On Wed, Sep 21, 2016 at 3:32 PM, Pavel Raiskup <praiskup@redhat.com> wrote:

:) Consider that others consume Copr sources ...

> What is important for me is not important for you and vice versa.

I would say that every commit is important.
 

... and have Copr working, want to have it as stable as possible, and are
planning regular updates with new releases.  So to answer your question:
Whatever could complicate updating is worth having a look (by other consumers)
whether it is (a) necessary, (b) shouldn't be made optional; or (c) at worth
study hard how to re-configure properly.

Typical "hint" can be:

- "you have to hack something on XX (backend e.g)" because you changed something
  on "YY (e.g. dist git)", and whetever else component.

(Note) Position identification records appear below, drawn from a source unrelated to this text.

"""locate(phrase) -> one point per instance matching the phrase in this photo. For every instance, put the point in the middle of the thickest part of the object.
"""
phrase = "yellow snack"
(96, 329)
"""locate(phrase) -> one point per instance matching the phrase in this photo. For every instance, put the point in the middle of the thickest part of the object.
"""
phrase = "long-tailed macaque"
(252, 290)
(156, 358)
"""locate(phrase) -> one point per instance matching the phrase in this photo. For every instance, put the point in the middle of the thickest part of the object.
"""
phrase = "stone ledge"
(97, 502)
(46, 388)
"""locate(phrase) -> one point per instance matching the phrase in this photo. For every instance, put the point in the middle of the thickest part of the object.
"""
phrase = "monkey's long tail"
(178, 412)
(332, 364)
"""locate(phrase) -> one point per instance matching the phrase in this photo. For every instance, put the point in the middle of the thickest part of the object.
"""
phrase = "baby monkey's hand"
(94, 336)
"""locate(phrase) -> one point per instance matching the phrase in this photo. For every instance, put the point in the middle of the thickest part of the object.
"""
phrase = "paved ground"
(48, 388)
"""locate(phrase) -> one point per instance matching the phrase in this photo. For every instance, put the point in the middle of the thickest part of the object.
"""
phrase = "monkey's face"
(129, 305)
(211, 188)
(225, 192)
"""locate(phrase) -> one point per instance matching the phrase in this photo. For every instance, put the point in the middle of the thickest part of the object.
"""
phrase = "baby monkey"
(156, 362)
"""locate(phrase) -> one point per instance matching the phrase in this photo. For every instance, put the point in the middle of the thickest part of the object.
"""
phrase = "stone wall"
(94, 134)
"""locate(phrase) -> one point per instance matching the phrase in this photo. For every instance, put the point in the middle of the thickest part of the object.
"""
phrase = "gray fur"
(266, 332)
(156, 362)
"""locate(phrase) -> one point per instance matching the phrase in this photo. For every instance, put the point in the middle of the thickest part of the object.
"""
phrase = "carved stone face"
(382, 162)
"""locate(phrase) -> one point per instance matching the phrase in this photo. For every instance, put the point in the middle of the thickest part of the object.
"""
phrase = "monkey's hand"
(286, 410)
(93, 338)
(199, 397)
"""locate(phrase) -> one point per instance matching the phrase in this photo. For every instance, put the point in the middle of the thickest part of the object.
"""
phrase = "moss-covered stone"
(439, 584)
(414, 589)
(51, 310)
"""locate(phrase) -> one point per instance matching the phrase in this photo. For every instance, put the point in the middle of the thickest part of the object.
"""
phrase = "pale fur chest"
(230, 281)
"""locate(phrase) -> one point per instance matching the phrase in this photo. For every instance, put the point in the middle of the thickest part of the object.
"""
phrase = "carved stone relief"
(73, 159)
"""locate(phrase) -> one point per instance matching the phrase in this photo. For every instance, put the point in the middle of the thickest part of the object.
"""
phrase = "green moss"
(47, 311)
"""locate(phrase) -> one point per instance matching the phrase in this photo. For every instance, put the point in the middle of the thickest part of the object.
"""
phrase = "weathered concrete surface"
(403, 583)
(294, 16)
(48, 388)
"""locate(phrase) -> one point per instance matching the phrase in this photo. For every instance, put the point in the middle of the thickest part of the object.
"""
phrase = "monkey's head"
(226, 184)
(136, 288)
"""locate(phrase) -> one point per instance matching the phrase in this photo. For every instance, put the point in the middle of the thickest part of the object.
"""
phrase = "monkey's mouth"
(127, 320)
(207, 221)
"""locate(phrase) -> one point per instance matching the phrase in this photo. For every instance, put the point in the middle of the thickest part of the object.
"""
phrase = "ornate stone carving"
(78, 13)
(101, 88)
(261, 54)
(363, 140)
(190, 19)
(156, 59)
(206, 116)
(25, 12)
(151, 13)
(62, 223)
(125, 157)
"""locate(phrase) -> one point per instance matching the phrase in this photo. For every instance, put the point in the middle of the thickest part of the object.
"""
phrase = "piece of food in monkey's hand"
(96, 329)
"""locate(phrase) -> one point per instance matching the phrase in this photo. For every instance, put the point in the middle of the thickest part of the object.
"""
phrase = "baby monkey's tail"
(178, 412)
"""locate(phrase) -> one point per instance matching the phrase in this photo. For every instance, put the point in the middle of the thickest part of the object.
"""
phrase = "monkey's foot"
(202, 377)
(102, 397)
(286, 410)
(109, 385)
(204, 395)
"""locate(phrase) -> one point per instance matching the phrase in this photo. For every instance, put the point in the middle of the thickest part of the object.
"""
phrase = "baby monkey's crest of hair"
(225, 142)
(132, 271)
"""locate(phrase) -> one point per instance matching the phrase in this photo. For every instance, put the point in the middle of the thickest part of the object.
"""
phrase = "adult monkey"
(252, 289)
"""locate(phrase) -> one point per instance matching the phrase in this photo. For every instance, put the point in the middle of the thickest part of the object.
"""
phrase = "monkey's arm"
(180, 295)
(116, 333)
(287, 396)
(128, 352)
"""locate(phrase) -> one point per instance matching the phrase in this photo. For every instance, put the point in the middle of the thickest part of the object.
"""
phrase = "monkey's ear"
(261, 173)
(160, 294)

- API changes, copr client should detect that server supports older API

- You need to change deployment scripts, others will need this too

- you put requirement on software that is not in base Fedora repo, be that yum
  repo or other software repo ... (like dockerhub)

Yup, it is on my TODO list to make the upstream packages usable for me too
(because otherwise it is real pain), but so far (except for client side) I need
to re-build the packages with downstream patches.  If there was something
docker-related, I would have to rebuild the images probably too...

You don't need to rebuild any images manually, just restart copr-dist-git.service.